Chapter 3 - “Church” in the New Testament

Comparing Word Vectors

class Data_Production.compare_vectors.comparison(base, english, greek, measure, norm=False, zscore=1.0, **kwargs)[source]

Compares the vectors of a single word across the data from several different corpora. Note that the data from the different corpora must be normalized, preferably using sklearn.preprocessing.scale.

Parameters:
  • base (str) – the directory containing the sub-directories that contain the data for the different corpora
  • english (str) – the english transcription of the word being analyzed (used only in file naming)
  • greek (str) – the word in the alphabet of the target language. It must be written exactly as it is present in the corpora!
  • measure (str) – the type of data to use in the comparison, cosine similarity (CS), log-likelihood (LL), positive pointwise mutual information (PPMI), or raw co-occurrence counts (cooc)
  • norm (bool) – whether the data needs to be normalized
Variables:
  • corpora – the parameter information for each corpus to be used. Each corpus is represented by a tuple that contains the following information: Corpus Name (str): should match the name of the parent folder in which the text files for the corpus are kept, Best window size (str): the size of the context window as determined by ParamTester, Minimum occurrences (int): the minimum number of times a word had to occur in your corpus before being used to produce data in SemPipeline, Weighted or Unweighted window type (bool): whether the data for that corpus was produced using a weighted (True) or unweighted (False) context window type
  • base – passed on from the base parameter
  • ekk_rows – an empty dictionary that will contain the vectors for each corpus
  • english – passed on from the english parameter
  • greek – passed on from the greek parameter
  • prefix – part of the naming convention for the files from which the vectors will be extracted. Determined by the measure parameter
  • svd – part of the naming convention for the files from which the vectors will be extracted. Determined by the measure parameter
  • norm – passed on from the norm parameter

The central task of chapter 3 is to discover which of several corpora might best reflect, and thus point to the source for, the semantics of the word ἐκκλησία (ekklesia, English “assembly”).
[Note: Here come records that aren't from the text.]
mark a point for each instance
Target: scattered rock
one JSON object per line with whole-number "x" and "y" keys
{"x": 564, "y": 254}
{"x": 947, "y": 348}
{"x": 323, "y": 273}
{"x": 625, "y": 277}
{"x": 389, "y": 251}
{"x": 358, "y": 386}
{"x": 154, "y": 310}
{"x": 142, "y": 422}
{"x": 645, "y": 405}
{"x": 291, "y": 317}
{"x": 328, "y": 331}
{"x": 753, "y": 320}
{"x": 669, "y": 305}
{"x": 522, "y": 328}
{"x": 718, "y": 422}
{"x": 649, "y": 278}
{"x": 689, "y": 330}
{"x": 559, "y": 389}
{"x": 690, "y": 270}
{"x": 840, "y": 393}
In order to do this, I calculated the cosine similarity of the cosine similarity vectors for ἐκκλησία in 6 different corpora: the New Testament, the Septuagint (Greek Old Testament), Philo, Josephus, Plutarch, and a mixed corpus of classical Greek literature extracted from the Perseus Digital Library. The automation of these calculations is the purpose for the compare_vectors.comparison class. There are 6 parameters for this class.

The first, base is a string that represents the top-level folder where the data for all of the corpora are contained. The folder structure assumed by this class for the data for each of the corpora depends on the corpora being used, the word under investigation, and the parameters used for each of the corpora. I will go into this folder structure more below after I have discussed the other parameters.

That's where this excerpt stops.